SUAMI ONLINE 14 B
Oleh: Kenong Auliya Zhafira
Sang pria tidak menjawab. Ia malah semakin mendekat dengan posisi seperti hendak memeluk. Kenes otomatis sedikit memundurkan tubuhnya ke belakang.
"Mau ngapain sih? Kalau mau meluk jangan di tempat umum. Malu!" protes Kenes yang mulai merasa bisa mencium aroma wangi tubuh sang pria.
Perlahan, kedua tangan Danesh merapikan rambut yang berantakan dan mengikatnya ke belakang dengan gelang karet. Meskipun agak sulit, sang pria tetap berusaha sebaik mungkin. Sikap Danesh kali ini membuatnya tidak berkutik. Degup jantung yang berdetak tak karuan sudah tidak dihiraukan lagi. Biar saja sang pria tahu kalau berdekatan dengannya bisa membuat debar d**a tak menentu.

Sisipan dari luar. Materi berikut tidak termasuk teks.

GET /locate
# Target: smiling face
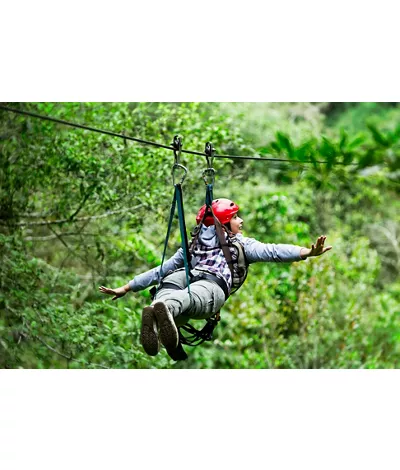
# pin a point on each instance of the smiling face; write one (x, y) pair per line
(236, 224)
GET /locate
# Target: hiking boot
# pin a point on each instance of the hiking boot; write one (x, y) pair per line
(166, 324)
(149, 332)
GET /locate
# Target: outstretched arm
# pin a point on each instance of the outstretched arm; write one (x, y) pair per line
(316, 249)
(117, 293)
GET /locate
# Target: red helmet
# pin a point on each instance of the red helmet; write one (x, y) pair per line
(224, 210)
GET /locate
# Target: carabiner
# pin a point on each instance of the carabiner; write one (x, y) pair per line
(181, 167)
(209, 174)
(177, 144)
(209, 151)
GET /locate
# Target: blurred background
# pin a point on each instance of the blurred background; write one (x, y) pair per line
(80, 209)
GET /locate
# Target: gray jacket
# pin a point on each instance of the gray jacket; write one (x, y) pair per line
(255, 252)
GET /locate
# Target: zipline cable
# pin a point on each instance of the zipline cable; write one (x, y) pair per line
(156, 144)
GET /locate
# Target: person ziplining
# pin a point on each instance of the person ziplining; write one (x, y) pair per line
(198, 279)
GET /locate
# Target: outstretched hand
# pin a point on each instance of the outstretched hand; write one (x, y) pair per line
(117, 293)
(318, 248)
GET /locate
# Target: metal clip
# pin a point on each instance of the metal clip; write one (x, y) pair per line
(209, 151)
(209, 176)
(209, 173)
(180, 167)
(177, 144)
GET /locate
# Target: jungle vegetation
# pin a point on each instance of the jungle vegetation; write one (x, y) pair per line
(80, 209)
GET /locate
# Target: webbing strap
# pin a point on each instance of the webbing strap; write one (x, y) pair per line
(171, 218)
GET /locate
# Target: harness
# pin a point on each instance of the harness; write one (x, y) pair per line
(231, 247)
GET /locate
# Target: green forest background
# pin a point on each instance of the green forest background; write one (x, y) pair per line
(79, 209)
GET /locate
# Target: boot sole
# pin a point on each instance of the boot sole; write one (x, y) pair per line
(168, 331)
(148, 333)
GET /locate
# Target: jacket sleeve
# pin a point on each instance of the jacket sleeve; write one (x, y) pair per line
(154, 276)
(278, 253)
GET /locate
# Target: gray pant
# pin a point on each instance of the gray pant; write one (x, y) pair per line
(206, 297)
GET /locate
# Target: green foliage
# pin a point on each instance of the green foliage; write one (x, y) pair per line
(81, 209)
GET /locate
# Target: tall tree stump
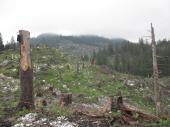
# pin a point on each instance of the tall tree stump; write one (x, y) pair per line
(26, 70)
(65, 99)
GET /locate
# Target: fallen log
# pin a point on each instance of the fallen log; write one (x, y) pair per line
(129, 109)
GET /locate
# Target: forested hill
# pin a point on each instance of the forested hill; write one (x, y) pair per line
(135, 58)
(56, 40)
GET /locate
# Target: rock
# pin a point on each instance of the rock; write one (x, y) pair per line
(5, 123)
(5, 63)
(129, 83)
(33, 120)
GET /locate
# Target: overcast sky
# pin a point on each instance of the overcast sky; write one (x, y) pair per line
(128, 19)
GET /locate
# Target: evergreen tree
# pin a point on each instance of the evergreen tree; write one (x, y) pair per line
(1, 43)
(13, 44)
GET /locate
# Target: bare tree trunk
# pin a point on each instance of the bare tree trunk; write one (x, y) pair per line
(155, 74)
(65, 99)
(26, 71)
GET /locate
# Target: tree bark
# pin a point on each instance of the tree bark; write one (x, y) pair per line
(155, 74)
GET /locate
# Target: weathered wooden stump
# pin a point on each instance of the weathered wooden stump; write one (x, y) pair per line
(113, 103)
(65, 99)
(26, 70)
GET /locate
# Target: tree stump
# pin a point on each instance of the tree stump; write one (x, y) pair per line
(65, 99)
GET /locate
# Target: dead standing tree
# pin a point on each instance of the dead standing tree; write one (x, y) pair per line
(26, 71)
(155, 73)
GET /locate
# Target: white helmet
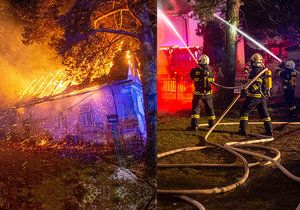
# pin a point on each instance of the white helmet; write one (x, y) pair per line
(290, 64)
(203, 60)
(256, 57)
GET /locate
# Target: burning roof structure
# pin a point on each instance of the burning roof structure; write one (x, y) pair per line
(57, 108)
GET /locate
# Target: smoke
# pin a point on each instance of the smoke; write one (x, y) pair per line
(175, 6)
(20, 64)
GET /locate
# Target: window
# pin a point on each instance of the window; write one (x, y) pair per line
(86, 115)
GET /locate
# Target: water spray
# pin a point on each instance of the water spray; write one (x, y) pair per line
(162, 16)
(248, 37)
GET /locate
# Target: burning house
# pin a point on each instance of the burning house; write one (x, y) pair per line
(79, 114)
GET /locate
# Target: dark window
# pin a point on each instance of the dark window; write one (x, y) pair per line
(86, 115)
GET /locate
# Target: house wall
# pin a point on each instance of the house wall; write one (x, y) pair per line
(83, 117)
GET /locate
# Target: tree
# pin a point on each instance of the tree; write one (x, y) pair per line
(88, 34)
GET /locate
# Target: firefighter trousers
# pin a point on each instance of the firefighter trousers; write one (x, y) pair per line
(289, 95)
(248, 106)
(196, 109)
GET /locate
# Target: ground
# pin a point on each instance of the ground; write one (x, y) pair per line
(266, 188)
(66, 177)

"Udah. Dah, lanjutin makannya. Gemes sendiri liat kamu makan sambil benerin rambut terus," ucap Danesh yang sudah kembali berdiri dan menatap Kenes tanpa helaian rambut yang menutupi.
Penjual bubur ayam hanya tersenyum geli melihat pemandangan di belakangnya. Ia bisa menebak kalau mereka adalah pengantin baru dari model cincin yang sama di jari manis masing-masing.
Entah kenapa Kenes tiba-tiba merasa tenggorokannya susah untuk menelan. Ia mungkin masih terkejut dengan sikap Danesh yang tanpa malu bersikap berlebihan di tempat umum.
"Kenapa lagi? Pengen minum?" tanya Danesh yang sadar wajah Kenes berubah tegang.
Kenes mengangguk. Sedangkan di depannya tiba-tiba sudah ada botol minum yang digenggam oleh sang pria. Hati meleleh sudah mendapat perhatian yang sepeka ini.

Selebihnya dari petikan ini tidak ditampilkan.